Ist eine sehr schöne Rute, sieht gut aus, hat eine schöne Aktion und hat im Wurf auch viel Power! Ich werfe mit meinen 2,75er Ruten immer so um die 100g, gibt keinerlei Probleme! Die Aktion der Rute ist sehr weich, das sollte man berücksichtigen! Es ist damit jedenfalls keine Weitwurfrute! Ich werfe bis 80/90m damit, was mir auch reicht! Mit zusätzlichem PVA Sack geht es auch noch ganz gut, aber man merkt dann, dass sie ihre Grenzen erreicht, deshalb mache ich sie immer möglichst klein (so maximal 4/5 Boilies)! Ich kann aber leider keinen Vergleich mit den Chubs liefern... Aber ich kann auf jeden Fall eine absolute Kaufempfehlung aussprechen!#6#6#6
Gruß Hanno


----------



## ZanderKai (2. November 2008)

*AW: Fox Warrior oder Chub Snooper?*

Na das hört sich doch schon mal sehr gut an , Danke euch #6

Mal gucken ob auch jemand was über die Chubs sagen kann|rolleyes


----------



## hechtler1 (2. November 2008)

*AW: Fox Warrior oder Chub Snooper?*

Hi ZanderKai 

Ich fische zwar die chub outkast , mit der ich sehr gute erfahrunen gemacht habe , aber so wie mir im angelladen gesagt wurde soll die snooper denn gleichen blank wie die outkast haben !!! ALSO TOP RUTE !!! Und auf die Rute haste auch noch Lebenslange Garantie !!!

MfG Kevin


----------



## Fellisch (2. November 2008)

*AW: Fox Warrior oder Chub Snooper?*

Sind beides gute Ruten.

Ich fische im Moment die Fox Warrior Es 3lbs und bin damit sehr zu frieden.
Super Action und ein gutes Preisleistungsverhältniss.


----------



## luecke3.0 (2. November 2008)

*AW: Fox Warrior oder Chub Snooper?*

Hallo,
meiner Meinung nach ist es völlig egal welche der beiden Ruten du kaufst, die tun sich in meinen Augen nichts.
Die Chub gibts noch nicht so lange, deswegen ist ein repräsentatives Meinungsbild unmöglich, denn es werden mit Sicherheit mehr Angler die Warrior haben!
Die Chub hat aber die etwas besseren Garantiebedingungen, obwohl man die auch GENAU durchlesen sollte!!!
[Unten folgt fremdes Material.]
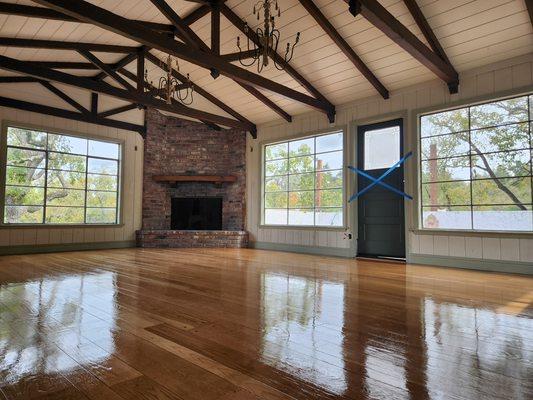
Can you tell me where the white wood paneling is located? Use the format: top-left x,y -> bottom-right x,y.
0,107 -> 144,246
247,52 -> 533,262
0,0 -> 533,124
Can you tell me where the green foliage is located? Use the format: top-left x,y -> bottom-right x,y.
421,96 -> 533,210
264,133 -> 343,225
4,127 -> 118,224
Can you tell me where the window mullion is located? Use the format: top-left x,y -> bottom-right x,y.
42,133 -> 49,225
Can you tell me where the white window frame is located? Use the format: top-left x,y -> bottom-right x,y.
0,120 -> 125,228
259,127 -> 348,231
412,90 -> 533,233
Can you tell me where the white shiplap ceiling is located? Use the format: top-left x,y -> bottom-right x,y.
0,0 -> 533,128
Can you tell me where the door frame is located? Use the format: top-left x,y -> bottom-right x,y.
347,111 -> 410,260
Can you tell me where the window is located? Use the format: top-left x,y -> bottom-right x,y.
364,126 -> 401,171
2,127 -> 121,224
420,96 -> 533,232
263,132 -> 344,227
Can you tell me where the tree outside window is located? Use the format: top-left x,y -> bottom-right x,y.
420,96 -> 533,232
263,132 -> 344,227
3,127 -> 120,224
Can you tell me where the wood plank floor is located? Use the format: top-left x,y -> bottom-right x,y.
0,249 -> 533,400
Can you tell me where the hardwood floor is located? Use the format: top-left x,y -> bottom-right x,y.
0,249 -> 533,400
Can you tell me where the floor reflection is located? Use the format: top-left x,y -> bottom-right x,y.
261,273 -> 347,394
0,249 -> 533,400
261,265 -> 533,400
0,272 -> 117,387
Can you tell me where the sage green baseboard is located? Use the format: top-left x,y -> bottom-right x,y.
0,240 -> 136,256
250,242 -> 354,258
407,254 -> 533,275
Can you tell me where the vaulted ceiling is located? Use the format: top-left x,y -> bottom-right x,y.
0,0 -> 533,136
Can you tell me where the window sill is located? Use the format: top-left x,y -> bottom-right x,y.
0,224 -> 125,229
258,225 -> 348,232
409,228 -> 533,239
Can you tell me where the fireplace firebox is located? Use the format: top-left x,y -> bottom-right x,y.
170,197 -> 222,231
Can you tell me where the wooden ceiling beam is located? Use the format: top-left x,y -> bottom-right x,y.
403,0 -> 452,65
98,104 -> 139,118
0,97 -> 146,136
93,52 -> 139,81
211,1 -> 220,56
0,3 -> 174,33
183,5 -> 211,25
0,76 -> 41,83
0,56 -> 255,130
35,0 -> 328,116
524,0 -> 533,25
300,0 -> 389,99
40,81 -> 90,114
78,50 -> 135,91
150,0 -> 292,122
145,52 -> 257,134
119,68 -> 224,133
344,0 -> 459,92
0,37 -> 137,54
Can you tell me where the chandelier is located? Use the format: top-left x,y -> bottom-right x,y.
237,0 -> 300,72
144,55 -> 194,106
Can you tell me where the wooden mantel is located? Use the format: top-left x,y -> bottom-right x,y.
153,175 -> 237,184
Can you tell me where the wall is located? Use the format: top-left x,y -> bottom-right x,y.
247,54 -> 533,272
142,110 -> 247,231
0,107 -> 143,254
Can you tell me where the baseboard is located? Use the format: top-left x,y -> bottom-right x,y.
249,242 -> 353,258
407,254 -> 533,275
0,240 -> 136,256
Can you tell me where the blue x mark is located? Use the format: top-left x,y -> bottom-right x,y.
348,151 -> 413,203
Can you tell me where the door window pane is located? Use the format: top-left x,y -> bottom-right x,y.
364,126 -> 400,171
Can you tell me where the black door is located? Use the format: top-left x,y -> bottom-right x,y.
357,119 -> 405,258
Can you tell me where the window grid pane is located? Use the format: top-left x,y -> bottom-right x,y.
262,131 -> 344,227
3,127 -> 121,225
419,95 -> 533,232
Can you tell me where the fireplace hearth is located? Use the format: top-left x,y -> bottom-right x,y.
136,109 -> 248,247
170,197 -> 222,231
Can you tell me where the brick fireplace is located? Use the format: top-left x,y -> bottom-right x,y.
137,109 -> 248,247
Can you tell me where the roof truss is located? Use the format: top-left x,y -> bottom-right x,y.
0,0 -> 462,136
350,0 -> 459,93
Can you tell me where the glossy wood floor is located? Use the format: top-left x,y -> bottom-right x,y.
0,249 -> 533,400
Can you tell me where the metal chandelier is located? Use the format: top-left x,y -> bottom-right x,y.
237,0 -> 300,72
144,55 -> 194,106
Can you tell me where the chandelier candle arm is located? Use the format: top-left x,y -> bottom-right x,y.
144,54 -> 194,106
237,0 -> 300,73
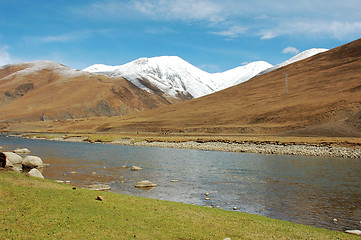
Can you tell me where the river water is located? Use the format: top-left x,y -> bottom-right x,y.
0,136 -> 361,231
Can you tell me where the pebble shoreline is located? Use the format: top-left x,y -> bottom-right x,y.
16,137 -> 361,158
111,140 -> 361,158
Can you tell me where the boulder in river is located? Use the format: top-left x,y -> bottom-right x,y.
22,156 -> 44,168
135,180 -> 157,188
345,230 -> 361,236
86,184 -> 111,191
28,168 -> 44,178
13,148 -> 30,154
131,166 -> 143,171
3,152 -> 23,164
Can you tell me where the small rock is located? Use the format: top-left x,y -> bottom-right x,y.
12,167 -> 21,173
95,196 -> 104,202
28,168 -> 44,178
13,148 -> 30,154
131,166 -> 143,171
3,152 -> 23,164
5,159 -> 14,168
86,184 -> 111,191
345,230 -> 361,236
135,180 -> 157,188
22,156 -> 44,168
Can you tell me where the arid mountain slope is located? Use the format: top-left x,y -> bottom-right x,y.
59,37 -> 361,136
0,61 -> 179,121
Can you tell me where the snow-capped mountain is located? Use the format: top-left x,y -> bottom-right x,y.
83,48 -> 328,98
84,56 -> 215,97
212,61 -> 273,88
83,56 -> 272,98
258,48 -> 329,75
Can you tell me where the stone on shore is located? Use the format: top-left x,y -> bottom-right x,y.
28,168 -> 44,178
3,152 -> 23,164
131,166 -> 143,171
13,148 -> 30,154
22,156 -> 44,168
86,184 -> 111,191
135,180 -> 157,188
11,167 -> 22,173
345,230 -> 361,236
5,159 -> 14,168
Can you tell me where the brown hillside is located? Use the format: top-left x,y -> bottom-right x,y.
0,61 -> 179,121
49,37 -> 361,136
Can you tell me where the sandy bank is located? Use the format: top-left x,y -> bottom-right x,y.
111,140 -> 361,158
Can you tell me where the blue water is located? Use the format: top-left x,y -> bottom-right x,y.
0,136 -> 361,230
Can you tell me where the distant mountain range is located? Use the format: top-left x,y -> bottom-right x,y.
0,49 -> 325,121
83,48 -> 327,98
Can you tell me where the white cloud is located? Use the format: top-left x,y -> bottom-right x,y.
282,47 -> 300,54
0,45 -> 13,66
132,0 -> 224,23
211,26 -> 247,38
259,20 -> 361,40
24,29 -> 111,43
77,0 -> 361,41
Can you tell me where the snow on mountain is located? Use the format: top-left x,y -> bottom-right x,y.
83,56 -> 272,98
258,48 -> 329,75
83,48 -> 328,98
212,61 -> 273,91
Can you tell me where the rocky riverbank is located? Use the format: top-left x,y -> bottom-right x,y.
13,136 -> 361,158
111,140 -> 361,158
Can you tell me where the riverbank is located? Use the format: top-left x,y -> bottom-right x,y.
20,134 -> 361,158
0,170 -> 359,240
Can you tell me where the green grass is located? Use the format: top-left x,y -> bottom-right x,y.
0,170 -> 354,240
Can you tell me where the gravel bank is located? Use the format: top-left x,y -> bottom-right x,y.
112,140 -> 361,158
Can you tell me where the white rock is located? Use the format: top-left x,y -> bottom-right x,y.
5,159 -> 14,168
12,167 -> 22,173
345,230 -> 361,236
86,184 -> 111,191
3,152 -> 23,164
13,148 -> 30,154
28,168 -> 44,178
22,156 -> 44,168
135,180 -> 157,188
131,166 -> 143,171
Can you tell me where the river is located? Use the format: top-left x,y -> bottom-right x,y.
0,136 -> 361,231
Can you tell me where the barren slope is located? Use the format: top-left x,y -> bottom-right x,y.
0,61 -> 179,121
54,37 -> 361,136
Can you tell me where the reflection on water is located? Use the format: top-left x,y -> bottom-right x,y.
0,136 -> 361,230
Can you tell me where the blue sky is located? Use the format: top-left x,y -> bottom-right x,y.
0,0 -> 361,72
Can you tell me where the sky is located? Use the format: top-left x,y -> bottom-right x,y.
0,0 -> 361,73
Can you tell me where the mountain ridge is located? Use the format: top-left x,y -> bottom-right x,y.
82,49 -> 326,98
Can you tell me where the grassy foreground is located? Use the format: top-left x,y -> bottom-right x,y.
0,170 -> 359,240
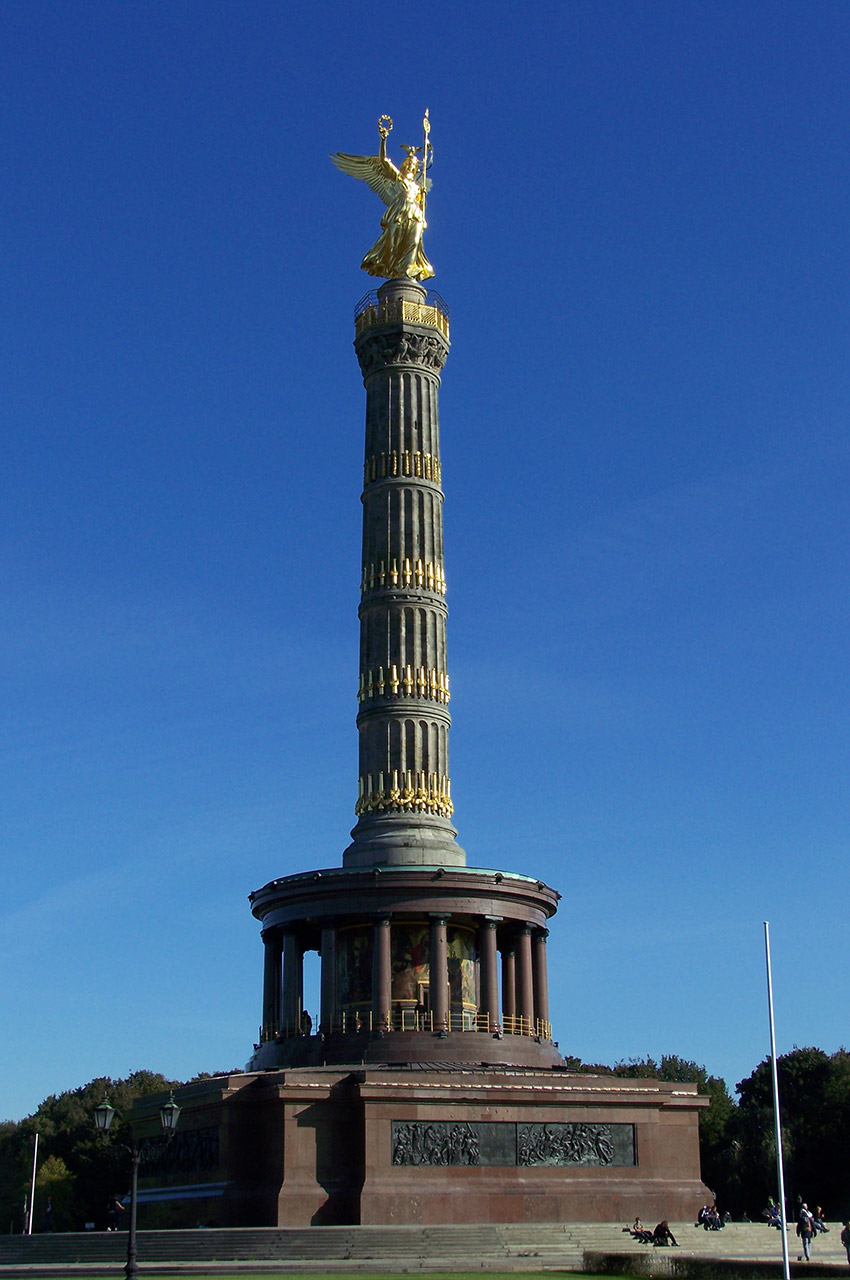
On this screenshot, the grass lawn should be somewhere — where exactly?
[137,1267,591,1280]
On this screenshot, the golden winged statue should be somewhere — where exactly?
[330,111,434,280]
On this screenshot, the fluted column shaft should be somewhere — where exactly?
[343,280,465,867]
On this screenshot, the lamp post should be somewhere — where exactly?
[95,1091,180,1280]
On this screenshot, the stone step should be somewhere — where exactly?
[0,1222,846,1275]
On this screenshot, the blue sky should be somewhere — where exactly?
[0,0,850,1119]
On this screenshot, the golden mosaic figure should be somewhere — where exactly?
[330,111,434,280]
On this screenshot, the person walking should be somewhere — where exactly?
[798,1204,814,1262]
[841,1222,850,1262]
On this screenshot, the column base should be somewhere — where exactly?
[342,813,466,867]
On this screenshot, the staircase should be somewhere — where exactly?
[0,1222,847,1280]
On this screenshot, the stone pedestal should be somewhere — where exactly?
[134,1066,709,1228]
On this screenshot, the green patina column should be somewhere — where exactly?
[343,280,466,867]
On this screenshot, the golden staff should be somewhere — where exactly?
[422,108,431,221]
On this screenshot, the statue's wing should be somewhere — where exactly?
[330,151,398,205]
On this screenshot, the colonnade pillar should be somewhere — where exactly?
[531,929,549,1023]
[479,915,499,1032]
[319,928,337,1036]
[373,916,393,1030]
[428,915,448,1032]
[280,929,303,1032]
[262,929,283,1036]
[516,924,534,1023]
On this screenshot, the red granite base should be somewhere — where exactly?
[133,1065,709,1228]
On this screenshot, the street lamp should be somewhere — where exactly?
[95,1089,180,1280]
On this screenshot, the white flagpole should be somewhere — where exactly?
[764,920,791,1280]
[27,1129,38,1235]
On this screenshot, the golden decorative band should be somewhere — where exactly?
[357,667,451,703]
[364,449,443,485]
[355,298,448,340]
[355,769,454,818]
[360,558,445,595]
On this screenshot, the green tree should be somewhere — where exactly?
[0,1071,179,1231]
[32,1156,74,1231]
[736,1047,850,1219]
[613,1053,737,1212]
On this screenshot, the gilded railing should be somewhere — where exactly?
[355,292,448,340]
[260,1006,552,1043]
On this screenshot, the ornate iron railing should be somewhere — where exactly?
[355,289,448,338]
[260,1007,552,1044]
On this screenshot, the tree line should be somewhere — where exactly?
[0,1048,850,1231]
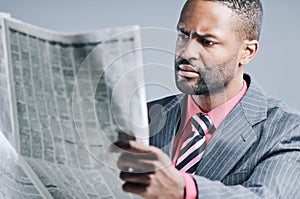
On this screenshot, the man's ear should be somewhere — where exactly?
[239,40,259,65]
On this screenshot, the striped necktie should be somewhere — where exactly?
[176,113,212,173]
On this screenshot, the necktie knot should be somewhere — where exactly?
[176,113,213,173]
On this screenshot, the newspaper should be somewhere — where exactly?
[0,15,149,199]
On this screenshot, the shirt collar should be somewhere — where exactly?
[184,80,247,128]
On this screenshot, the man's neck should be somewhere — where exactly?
[192,75,243,113]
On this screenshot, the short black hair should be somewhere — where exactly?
[188,0,263,40]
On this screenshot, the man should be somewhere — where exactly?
[110,0,300,199]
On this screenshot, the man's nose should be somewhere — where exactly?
[181,39,200,60]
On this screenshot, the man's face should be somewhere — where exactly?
[175,0,241,95]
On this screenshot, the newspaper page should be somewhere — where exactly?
[0,15,148,198]
[0,131,43,199]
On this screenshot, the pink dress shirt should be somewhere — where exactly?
[172,81,247,199]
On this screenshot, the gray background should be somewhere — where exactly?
[0,0,300,110]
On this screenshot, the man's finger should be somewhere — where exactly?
[120,172,154,184]
[110,140,157,153]
[117,154,155,173]
[123,182,149,196]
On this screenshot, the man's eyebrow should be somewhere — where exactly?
[177,26,219,39]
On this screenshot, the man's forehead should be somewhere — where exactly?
[178,0,234,29]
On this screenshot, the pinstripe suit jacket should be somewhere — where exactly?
[148,75,300,199]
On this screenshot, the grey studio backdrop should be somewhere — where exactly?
[0,0,300,111]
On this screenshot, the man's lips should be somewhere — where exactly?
[178,64,199,78]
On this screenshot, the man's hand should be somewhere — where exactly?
[112,141,185,199]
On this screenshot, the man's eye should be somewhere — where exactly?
[178,33,190,40]
[200,38,216,46]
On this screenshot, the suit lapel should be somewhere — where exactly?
[196,76,267,181]
[196,105,256,180]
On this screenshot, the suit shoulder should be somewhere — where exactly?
[267,98,300,127]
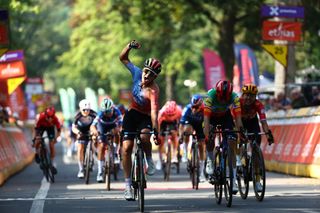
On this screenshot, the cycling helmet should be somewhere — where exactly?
[45,107,56,117]
[241,84,258,95]
[216,80,233,101]
[166,101,177,115]
[144,58,161,75]
[100,98,113,111]
[190,95,203,107]
[79,99,91,110]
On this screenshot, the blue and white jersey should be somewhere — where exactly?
[180,104,203,125]
[92,106,122,126]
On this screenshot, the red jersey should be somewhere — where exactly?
[36,112,61,130]
[240,98,266,120]
[158,105,182,126]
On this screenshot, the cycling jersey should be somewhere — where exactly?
[126,62,159,115]
[180,104,203,126]
[35,112,61,131]
[240,98,266,121]
[204,89,241,117]
[158,105,181,126]
[92,107,122,128]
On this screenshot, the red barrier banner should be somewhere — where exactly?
[262,21,302,41]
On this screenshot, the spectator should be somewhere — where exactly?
[273,92,291,111]
[290,88,308,109]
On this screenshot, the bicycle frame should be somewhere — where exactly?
[122,132,154,212]
[237,132,267,201]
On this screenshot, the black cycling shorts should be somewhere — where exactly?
[122,109,152,140]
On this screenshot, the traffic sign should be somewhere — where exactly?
[262,44,288,67]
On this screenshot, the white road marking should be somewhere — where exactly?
[29,178,50,213]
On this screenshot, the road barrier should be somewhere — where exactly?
[0,126,34,185]
[261,107,320,178]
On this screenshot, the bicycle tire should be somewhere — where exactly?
[213,148,222,204]
[252,145,266,202]
[104,149,111,191]
[138,149,145,212]
[237,147,250,200]
[164,144,171,181]
[191,144,200,190]
[223,146,233,207]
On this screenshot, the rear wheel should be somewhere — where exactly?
[191,144,199,190]
[213,150,222,204]
[252,145,266,201]
[164,144,171,181]
[223,146,233,207]
[138,150,146,212]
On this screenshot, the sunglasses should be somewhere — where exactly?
[143,68,158,77]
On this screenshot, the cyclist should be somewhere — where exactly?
[179,95,206,182]
[34,107,61,174]
[71,99,97,179]
[119,40,161,200]
[91,98,122,183]
[240,84,274,192]
[157,101,181,169]
[204,80,246,194]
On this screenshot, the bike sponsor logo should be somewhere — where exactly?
[261,5,304,19]
[262,21,301,41]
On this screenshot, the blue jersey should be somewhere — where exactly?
[92,107,122,126]
[180,104,203,126]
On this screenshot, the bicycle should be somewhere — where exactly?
[32,136,55,183]
[83,134,94,184]
[237,132,267,201]
[183,132,200,190]
[162,128,180,181]
[209,125,238,207]
[103,132,120,191]
[122,131,154,212]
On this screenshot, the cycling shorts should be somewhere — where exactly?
[122,109,152,140]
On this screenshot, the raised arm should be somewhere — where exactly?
[119,40,141,65]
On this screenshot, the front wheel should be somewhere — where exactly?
[252,146,266,201]
[237,153,249,199]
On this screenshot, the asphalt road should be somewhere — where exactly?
[0,143,320,213]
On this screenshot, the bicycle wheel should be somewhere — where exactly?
[237,151,249,199]
[104,149,111,191]
[252,145,266,201]
[164,144,171,181]
[213,149,222,204]
[138,149,145,212]
[84,143,92,184]
[191,144,200,190]
[223,146,233,207]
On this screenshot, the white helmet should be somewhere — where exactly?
[79,99,91,110]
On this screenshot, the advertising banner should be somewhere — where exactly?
[0,61,26,79]
[261,5,304,19]
[203,49,226,90]
[262,21,302,41]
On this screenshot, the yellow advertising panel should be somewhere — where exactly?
[262,44,288,67]
[8,76,26,95]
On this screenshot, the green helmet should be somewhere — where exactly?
[100,98,113,111]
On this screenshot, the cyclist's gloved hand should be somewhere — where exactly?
[129,40,141,49]
[267,129,274,145]
[150,129,160,145]
[240,127,248,141]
Such dir nen Laden der beide hat und vergleiche sie, dann wirst du schon sehen welche dir mehr zusagt!

Gruß
Lücke


----------



## derwaldi (6. November 2008)

*AW: Fox Warrior oder Chub Snooper?*

die von fox is ne super  rute mit guten preis/Leistungsverhälltniss#6
aber die von chub hatte ich noch nichtmal in der hand|uhoh:


----------



## Nikita (7. November 2008)

*AW: Fox Warrior oder Chub Snooper?*

ich würd dir auch die Fox empfehlen!
da die Rute nicht allzu dick ist, liegt sie super in der Hand - sie lässt sich wunderbar biegen und sieht absolut geil aus- ein freund ist damit über 100 Meter weit gekommen!


----------



## peitscher (7. November 2008)

*AW: Fox Warrior oder Chub Snooper?*

devinitiv die fox!!!
die rute ist von der verarbeitung viel besser und der blang ist besser verarbeitet als wie bei der chub und liegt zu dem besser in er hand!


----------



## Hanno (7. November 2008)

*AW: Fox Warrior oder Chub Snooper?*

Ja, stimmt, der Blank liegt wirklich super in der Hand! 
Das schätze ich auch mit am meisten an der Rute!#6


----------



## zrako (7. November 2008)

*AW: Fox Warrior oder Chub Snooper?*



hechtler1 schrieb:


> Hi ZanderKai
> 
> Ich fische zwar die chub outkast , mit der ich sehr gute erfahrunen gemacht habe , aber so wie mir im angelladen gesagt wurde soll die snooper denn gleichen blank wie die outkast haben !!! ALSO TOP RUTE !!! Und auf die Rute haste auch noch Lebenslange Garantie !!!
> 
> MfG Kevin



auf die garantie würde ich nicht besonders viel geben, denn am ende ist deine rute sehr lange weg und du hast kosten von min. 1/3 des neupreises am hals.
was machste wenn deine rute, erst nach 6 monaten wieder auftaucht???????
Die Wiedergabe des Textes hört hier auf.